Самые полюбившиеся классические произведения 2025 года!
Nurcha
- 282 книги

Ваша оценка
Ваша оценка
Это рассказ о чувстве превосходства, лицемерии, жестокости и о том, к каким последствиям сплав этих гремучих элементов может привести.
Особенно когда первое - неоправданно и чрезмерно раздуто, второе - самонадеянно, а третье - бескомпромиссно.
История неоднозначная, о подробностях приходится догадываться, а финал в некотором роде остаётся открытым.
Доктор Макфейл с женой и супруги-миссионеры Дэвидсоны сходят с парохода на одном из островов в Океании под названием Паго-Паго.

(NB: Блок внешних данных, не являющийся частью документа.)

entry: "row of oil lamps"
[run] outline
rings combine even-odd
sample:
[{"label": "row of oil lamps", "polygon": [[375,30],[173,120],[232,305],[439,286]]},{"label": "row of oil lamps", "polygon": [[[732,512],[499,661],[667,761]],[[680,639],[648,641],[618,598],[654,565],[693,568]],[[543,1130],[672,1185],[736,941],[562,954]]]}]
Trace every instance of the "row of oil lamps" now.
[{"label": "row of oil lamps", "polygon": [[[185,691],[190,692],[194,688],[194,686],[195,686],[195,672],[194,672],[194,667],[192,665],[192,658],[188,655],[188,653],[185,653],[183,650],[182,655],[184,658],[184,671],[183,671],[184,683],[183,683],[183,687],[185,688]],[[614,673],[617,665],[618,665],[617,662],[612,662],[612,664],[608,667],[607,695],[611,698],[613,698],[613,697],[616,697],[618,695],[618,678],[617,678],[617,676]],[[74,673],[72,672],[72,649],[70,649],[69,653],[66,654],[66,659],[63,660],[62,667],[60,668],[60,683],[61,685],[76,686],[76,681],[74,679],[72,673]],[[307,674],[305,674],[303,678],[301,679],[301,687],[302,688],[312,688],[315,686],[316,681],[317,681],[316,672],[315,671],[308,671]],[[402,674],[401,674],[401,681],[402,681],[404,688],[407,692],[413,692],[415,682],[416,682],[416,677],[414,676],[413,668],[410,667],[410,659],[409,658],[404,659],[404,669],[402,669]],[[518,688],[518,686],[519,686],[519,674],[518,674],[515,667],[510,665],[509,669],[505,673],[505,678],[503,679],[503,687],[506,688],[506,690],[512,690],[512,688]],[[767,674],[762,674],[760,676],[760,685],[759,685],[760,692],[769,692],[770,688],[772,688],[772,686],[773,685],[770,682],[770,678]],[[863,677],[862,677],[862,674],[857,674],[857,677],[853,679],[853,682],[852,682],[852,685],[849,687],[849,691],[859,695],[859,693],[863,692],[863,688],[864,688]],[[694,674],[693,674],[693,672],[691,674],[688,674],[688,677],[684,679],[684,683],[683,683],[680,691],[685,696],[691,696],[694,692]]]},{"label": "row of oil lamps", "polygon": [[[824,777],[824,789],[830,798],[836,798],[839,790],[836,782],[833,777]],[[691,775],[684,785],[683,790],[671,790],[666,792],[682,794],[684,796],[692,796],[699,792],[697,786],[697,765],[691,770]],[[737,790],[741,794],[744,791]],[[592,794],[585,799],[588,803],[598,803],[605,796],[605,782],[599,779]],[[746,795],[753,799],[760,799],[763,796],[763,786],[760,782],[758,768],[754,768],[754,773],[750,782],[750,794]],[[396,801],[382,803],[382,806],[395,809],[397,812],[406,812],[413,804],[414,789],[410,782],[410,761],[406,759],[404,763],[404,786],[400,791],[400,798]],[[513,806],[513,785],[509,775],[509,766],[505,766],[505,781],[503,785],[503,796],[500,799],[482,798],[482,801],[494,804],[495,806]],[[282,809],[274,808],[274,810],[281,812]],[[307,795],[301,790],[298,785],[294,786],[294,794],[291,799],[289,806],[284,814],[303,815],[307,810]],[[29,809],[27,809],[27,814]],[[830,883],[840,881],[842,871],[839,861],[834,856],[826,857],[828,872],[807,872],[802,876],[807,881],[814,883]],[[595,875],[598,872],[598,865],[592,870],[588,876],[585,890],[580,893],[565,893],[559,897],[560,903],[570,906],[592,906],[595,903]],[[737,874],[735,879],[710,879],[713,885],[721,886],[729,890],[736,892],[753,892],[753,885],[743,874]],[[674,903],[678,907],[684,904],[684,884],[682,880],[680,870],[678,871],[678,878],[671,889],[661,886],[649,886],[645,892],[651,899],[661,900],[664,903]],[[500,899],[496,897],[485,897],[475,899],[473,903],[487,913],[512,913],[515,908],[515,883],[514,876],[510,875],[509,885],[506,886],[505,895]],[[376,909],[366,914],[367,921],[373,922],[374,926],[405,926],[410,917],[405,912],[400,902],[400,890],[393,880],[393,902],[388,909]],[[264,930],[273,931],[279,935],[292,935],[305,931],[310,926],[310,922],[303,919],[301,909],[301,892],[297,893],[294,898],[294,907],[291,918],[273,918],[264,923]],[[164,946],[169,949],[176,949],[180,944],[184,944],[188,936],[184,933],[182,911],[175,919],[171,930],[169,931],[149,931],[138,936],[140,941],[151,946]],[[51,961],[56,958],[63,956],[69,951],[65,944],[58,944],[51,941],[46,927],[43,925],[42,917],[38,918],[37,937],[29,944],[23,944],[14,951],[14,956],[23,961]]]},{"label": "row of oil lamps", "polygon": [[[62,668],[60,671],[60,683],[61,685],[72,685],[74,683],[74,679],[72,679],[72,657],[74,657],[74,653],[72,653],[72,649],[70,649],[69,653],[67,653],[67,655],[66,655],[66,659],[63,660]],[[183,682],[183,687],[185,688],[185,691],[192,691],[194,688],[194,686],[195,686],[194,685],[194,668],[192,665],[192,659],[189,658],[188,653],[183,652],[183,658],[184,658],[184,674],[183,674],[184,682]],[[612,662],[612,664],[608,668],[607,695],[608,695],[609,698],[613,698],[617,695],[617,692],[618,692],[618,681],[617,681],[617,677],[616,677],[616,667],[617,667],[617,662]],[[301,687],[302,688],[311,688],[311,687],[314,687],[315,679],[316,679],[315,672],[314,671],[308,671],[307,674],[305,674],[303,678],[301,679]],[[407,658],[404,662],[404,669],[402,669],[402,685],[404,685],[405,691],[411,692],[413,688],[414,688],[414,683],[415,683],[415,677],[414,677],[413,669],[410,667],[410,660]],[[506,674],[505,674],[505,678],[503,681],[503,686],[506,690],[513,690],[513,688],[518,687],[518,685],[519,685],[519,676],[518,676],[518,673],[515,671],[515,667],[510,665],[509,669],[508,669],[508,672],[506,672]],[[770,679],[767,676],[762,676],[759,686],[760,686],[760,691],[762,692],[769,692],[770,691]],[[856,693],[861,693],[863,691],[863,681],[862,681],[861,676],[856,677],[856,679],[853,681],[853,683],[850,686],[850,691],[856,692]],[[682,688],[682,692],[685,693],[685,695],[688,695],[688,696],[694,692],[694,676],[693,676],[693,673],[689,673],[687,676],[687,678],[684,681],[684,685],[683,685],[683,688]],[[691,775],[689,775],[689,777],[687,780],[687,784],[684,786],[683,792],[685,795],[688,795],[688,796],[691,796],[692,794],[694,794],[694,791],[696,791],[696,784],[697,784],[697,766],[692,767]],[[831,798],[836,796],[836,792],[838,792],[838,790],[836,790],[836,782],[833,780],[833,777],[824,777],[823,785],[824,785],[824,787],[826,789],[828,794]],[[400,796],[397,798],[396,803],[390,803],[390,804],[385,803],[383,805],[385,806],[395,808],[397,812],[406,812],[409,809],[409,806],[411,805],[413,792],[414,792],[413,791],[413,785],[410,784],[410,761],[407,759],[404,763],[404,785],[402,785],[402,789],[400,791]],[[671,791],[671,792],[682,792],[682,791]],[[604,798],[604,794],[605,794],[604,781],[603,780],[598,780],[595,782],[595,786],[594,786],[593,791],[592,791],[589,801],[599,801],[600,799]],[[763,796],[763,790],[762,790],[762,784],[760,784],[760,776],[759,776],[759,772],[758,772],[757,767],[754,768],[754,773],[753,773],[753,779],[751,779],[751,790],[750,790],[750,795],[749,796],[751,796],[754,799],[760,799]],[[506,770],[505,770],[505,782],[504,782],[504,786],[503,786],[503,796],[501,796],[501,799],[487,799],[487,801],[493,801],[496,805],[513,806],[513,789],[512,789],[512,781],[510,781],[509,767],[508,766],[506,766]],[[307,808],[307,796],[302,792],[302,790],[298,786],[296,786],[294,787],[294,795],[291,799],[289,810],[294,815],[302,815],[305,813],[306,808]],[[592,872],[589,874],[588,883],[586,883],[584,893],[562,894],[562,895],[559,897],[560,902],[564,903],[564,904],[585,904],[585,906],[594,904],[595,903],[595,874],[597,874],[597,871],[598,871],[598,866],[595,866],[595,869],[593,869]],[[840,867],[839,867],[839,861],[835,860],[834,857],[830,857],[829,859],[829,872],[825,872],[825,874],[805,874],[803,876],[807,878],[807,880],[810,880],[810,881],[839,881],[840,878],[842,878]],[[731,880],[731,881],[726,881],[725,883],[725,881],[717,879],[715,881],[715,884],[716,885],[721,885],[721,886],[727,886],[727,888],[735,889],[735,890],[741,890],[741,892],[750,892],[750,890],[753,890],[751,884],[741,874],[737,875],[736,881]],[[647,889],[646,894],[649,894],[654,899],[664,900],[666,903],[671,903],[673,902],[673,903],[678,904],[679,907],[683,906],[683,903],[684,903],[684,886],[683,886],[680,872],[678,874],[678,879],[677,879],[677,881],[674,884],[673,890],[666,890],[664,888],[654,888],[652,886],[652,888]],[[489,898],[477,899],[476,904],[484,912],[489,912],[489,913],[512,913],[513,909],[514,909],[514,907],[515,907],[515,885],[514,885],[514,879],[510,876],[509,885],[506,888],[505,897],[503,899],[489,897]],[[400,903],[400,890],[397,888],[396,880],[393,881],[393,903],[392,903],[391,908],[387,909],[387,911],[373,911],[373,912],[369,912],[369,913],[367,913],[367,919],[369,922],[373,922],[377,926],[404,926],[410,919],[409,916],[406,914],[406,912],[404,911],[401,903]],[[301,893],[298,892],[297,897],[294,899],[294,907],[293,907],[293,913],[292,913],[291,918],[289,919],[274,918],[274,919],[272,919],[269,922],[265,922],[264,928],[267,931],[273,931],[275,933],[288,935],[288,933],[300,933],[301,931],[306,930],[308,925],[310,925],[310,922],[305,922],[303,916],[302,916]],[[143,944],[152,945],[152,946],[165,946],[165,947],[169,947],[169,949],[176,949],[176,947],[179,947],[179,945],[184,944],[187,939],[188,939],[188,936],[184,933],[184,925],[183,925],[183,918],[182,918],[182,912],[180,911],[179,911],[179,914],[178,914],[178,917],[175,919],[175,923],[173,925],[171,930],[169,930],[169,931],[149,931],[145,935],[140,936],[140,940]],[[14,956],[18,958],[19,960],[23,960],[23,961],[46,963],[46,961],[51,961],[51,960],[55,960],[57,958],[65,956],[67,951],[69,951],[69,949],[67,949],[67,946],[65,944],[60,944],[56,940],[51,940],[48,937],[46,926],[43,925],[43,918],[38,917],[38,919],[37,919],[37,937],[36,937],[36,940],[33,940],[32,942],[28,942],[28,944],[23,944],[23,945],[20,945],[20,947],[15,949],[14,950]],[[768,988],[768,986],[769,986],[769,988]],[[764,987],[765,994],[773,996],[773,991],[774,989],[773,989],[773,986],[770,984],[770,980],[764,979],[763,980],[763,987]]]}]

Путь их лежит на другой остров, но из-за непредвиденных обстоятельств путешественники вынуждены задержаться на Паго-Паго.
Место кажется достопочтенной чете Дэвидсонов не слишком затронутым цивилизацией и годным разве что в качестве перевалочного пункта. Другое дело, соседний остров, который они осчастливили своей миссионерской деятельностью. К тому же на Паго-Паго то и дело идёт дождь. Не мягкий дождь, приносящий умиротворение, а настоящий тропический ливень.
Образ дождя можно трактовать по-разному. К примеру, как силу природного начала в человеке, которое не получается удержать в тесных рамках корсета условностей и придуманных правил.
Итак, как вы уже поняли, вынужденная задержка никого не радует. Но нет, и здесь мы встретим исключение. Мисс Томпсон, несмотря на непогоду, собирается хорошо и с выгодой для себя провести время.
Мистер Дэвидсон с его натренированным чутьём на грех не может обойти стороной данную мисс. Девушка сразу вызвала у него подозрение, и вскоре оно подтвердилось. Читатель может не сомневаться, что Дэвидсон не отступит с пути, который он считает единственно истинным, и сделает всё от него возможное, чтобы спасти заблудшую душу. Не зря он уже помог стольким туземцам отойти от греховности, часто выражающейся в неподобающей, с точки зрения цивилизованных миссионеров, одежде. О добропорядочности и о том, как следует себя вести, чета Дэвидсонов может разглагольствовать часами. Всё это вызывает лёгкое раздражение у доктора Макфейла, которому ничего не остаётся, как играть роль наблюдателя. Он фиксирует противостояние между Томпсон и Дэвидсоном.
Развитие отношений мисс Томпсон и миссионера наводит на мысль, что скатиться в греховность бывает намного проще, чем начать вести другой, более достойный образ жизни.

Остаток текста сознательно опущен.